Ainsi, je me pose ces questions, et je les pose à mes personnages. C’est de cette manière que j’arrive à répondre à ces questions. Ecrire est ainsi une façon de m’apprendre des choses, je n’écris pas pour enseigner à d’autres personnes.

Lorsque j’ai commencé ma carrière en tant que jeune écrivain, je pensais que le travail de l’écrivain était de dire aux gens comment les choses devraient être, mais ce n’est pas ça du tout. Le travail de l’écrivain est d’aider le lecteur à se poser des questions auxquelles seul le lecteur lui-même est en mesure de répondre. Cette différence est profonde.

 

Par exemple, dans la trilogie de L’Elfe Noir, au début de chaque section, Drizzt rédige une sorte de dissertation. Il ne vous parle pas, il se parle à lui-même, c’est son journal intime. Il est totalement honnête envers lui-même, il n’a pas un discours moralisateur, il se parle simplement sans toutes les barrières que nous hissons lorsque nous parlons à d’autres personnes. Drizzt se parle donc à lui-même, il ne parle pas au lecteur. Si on aborde ces débuts de section ainsi, Drizzt n’essaye pas d’enseigner quoi que ce soit au lecteur, cependant, le lecteur a peut-être les mêmes interrogations. Ces questions sont ainsi proposées à travers les personnages.

 

Sceneario.com : Le personnage de Drizzt a pris une énorme place à la fois dans votre oeuvre, et dans le genre de la fantasy tout entier, est-ce que Drizzt est devenu l’ambassadeur de la fantasy?

Donjons et Dragons

R.A. Salvatore : Je n’irais sans doute pas si loin.

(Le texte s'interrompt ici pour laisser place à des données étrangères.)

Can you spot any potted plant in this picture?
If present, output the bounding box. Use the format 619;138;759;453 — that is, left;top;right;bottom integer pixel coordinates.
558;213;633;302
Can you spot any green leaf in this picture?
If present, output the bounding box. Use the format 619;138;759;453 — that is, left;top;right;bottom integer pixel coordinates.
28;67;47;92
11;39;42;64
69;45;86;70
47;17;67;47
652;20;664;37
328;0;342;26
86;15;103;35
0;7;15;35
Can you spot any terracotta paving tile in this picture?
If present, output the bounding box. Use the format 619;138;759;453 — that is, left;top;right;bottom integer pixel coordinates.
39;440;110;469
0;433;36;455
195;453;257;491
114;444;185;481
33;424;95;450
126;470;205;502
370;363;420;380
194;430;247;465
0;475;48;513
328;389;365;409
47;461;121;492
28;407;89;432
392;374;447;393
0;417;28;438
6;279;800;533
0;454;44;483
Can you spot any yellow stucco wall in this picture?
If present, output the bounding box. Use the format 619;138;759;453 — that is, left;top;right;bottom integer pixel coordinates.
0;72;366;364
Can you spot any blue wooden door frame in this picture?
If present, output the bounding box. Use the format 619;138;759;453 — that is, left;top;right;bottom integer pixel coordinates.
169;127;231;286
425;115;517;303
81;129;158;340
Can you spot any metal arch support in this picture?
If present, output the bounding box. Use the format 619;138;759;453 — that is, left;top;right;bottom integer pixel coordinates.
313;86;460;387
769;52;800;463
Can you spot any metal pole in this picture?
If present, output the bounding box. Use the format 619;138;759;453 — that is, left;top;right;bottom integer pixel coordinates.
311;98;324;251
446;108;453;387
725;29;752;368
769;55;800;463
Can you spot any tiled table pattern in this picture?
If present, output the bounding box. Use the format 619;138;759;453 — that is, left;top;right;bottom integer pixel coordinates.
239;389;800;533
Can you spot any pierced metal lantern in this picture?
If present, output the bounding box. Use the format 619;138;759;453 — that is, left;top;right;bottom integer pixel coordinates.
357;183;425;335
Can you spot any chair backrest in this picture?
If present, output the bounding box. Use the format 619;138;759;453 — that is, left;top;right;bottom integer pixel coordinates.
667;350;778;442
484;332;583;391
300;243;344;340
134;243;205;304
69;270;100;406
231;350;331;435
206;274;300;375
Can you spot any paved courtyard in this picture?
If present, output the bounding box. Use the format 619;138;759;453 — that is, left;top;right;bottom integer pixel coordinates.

Je suis toujours surpris, par exemple lorsqu’un nouveau jeu vidéo sort, et lors de la création des personnages, il est interdit d’utiliser les noms des personnages mythiques de la fantasy comme Merlin, Bilbo Baggins ou encore… Drizzt ! Je me dis wow, je n’avais pas vu cela arriver ! Je trouve extraordinaire de voir qu’il est devenu si populaire, et les lettres que je reçois sont tellement sincères et émouvantes, Drizzt est devenu un ami pour beaucoup de personnes. Cela me rend très humble, je suis toujours surpris que des gens lisent mes livres, je me demande, mais pourquoi les gens lisent-ils ça, j’écris pour moi !
Puis j’ai découvert que les gens lisent mes livres dans d’autres langues, et cela me paraît encore plus surprenant, et me rend encore plus humble.
Lorsque je reçois des lettres comme celles-ci, je me rends compte que le personnage de Drizzt prend de plus en plus de place. La plupart des auteurs ressentent cela, c’est presque choquant de rencontrer des personnes qui lisent mes livres.
Je participe à des séances de dédicaces maintenant, et parce que cela fait de nombreuses années que j’écris – le premier livre a été publié en 1988, il y a 25 ans – j’ai rencontré un grand-père avec son fils et sa petite fille, et ils lisent tous mes livres les plus récents, c’est très étrange. J’ai l’impression que ce n’est même pas moi, que c’est quelqu’un d’autre qui écrit. Je suis Bobby Salvatore, et il y cet autre homme, R.A.Salvatore, c’est une expérience surréaliste.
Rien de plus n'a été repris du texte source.